Did you take much persuading to perform in drag for The Adventures of Priscilla Queen of the Desert?
It wasn’t something I’d have ever considered really. I thought it was a joke, but a woman friend of mine just happened to be present when I was getting calls from my agent about the script and she pointed out to me in a very incisive way that my fear was out of all proportion to the possible consequences. That’s the thing about fear: you’re only really subject to it as long as you don’t spot it. It’s not easy to realise when you’re turning down things from fear or genuine discernment.
She said, “Look, just say yes and maybe it will go away. And if it doesn’t, you’ll just have to address the fear.” And then she said this wonderful thing: “Terence, this is not a career move, this is a growth move.” So it was a challenge, a challenge I couldn’t resist because [otherwise] my life would have been a lie.

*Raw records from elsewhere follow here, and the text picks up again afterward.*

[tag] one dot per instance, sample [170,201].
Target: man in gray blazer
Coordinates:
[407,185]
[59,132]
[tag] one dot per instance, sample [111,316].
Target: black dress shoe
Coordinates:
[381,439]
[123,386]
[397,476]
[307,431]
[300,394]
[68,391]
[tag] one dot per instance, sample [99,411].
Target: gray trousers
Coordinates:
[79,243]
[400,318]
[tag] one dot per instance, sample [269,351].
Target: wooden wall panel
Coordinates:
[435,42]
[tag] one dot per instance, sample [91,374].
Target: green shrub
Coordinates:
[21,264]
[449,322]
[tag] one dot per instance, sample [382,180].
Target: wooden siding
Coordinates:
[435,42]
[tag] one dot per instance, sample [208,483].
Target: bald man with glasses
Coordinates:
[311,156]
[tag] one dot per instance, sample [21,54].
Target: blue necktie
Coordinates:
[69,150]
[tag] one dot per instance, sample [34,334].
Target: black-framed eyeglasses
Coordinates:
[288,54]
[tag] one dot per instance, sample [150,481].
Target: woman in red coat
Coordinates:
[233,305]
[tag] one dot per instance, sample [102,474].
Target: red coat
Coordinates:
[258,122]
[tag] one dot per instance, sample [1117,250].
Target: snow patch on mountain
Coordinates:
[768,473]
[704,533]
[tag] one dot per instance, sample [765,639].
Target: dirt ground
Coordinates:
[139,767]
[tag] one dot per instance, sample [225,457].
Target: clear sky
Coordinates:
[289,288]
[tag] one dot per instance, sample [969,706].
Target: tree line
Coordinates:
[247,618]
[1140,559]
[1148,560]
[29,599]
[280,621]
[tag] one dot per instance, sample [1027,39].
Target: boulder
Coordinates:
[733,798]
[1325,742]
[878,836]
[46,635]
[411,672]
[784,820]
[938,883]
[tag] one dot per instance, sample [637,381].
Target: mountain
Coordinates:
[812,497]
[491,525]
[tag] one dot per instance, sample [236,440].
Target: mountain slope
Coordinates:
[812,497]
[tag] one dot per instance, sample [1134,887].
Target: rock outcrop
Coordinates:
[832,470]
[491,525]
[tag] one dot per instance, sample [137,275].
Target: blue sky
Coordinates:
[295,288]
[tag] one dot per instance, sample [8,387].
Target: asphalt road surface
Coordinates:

But it wasn’t a fun thing, or anything I was looking forward to. It was, “F*ck me, this is the last thing in the world I want to do: be in f*cking Australia with paparazzi.” It was like a nightmare. But it was only when I got there, and got through the fear, that it became one of the great experiences of my whole career. It was probably the most fun thing I’ve ever done in my life.
from: BFI interview
Tick (Hugo Weaving) is the heart of the film. The central narrative (Classic Holywood: disruption followed by quest/journey to find resolution/equilibrium) revolves around Tick’s need to travel to Alice Springs to meet his son. The fear he carries is how his son will react to having a gay father.
In terms of representation, Tick is portrayed as being gay, but more importantly for the 1994 audiences, he has a vulnerability that endears him. He is scared and worried about how his son will view him, and this means he becomes more than just a gay stereotype… he becomes a parent and that is something audiences can relate to.
Remember Stephan Elliott is trying to convey a message that LGBT people are people like everyone else. They have hopes and fears just like the rest of us. The genius is that Elliott makes great and clever uses of codes and conventions to convey aspects of Tick’s character (and thus representations)… he is a drag queen, he appears ‘camp’ on the bus, there is the very funny paradox when he is told he is a dad:
Tick is the guide for the audience. He becomes the acceptable representation of ‘gay’. He is funny, caring, has a son, and generally tries to keep out of trouble. Like Bernadette, Tick is quite happy living the quiet life: think of the scene in Coober Pedy when Tick and Bernice are having a civilised discussion over a meal. This would tell an audience that LGBT people have similar hopes and fears and experiences to ‘straight’ people… yet Tick can also unleash an extrovert gay side especially when drink/Adam are involved.
The key scene with regards Tick and representation comes when he is alone with his son at the picnic. He is dressed to try and look like the stereotypical conventional rugged outdoor barbecue and beer loving Aussie man. Yet the humour comes because his clothes look as though they are brand new, and look how uncomfortably he is standing…
Watch the scene, and think what image is he trying to project, why, and how would it be received by (in the film) his son… and more importantly, by the 1994 audience?
If you are on the ball, you’ll realise it would go a long way to helping change the audiences’ opinions of LGBT.
That should be enough to point you in the right direction… I’ll try to add more if time allows, but you need to relax.
If time allows, watch Priscilla one last time tonight, and watch the Panorama on hacking. Other than that, get some sleep!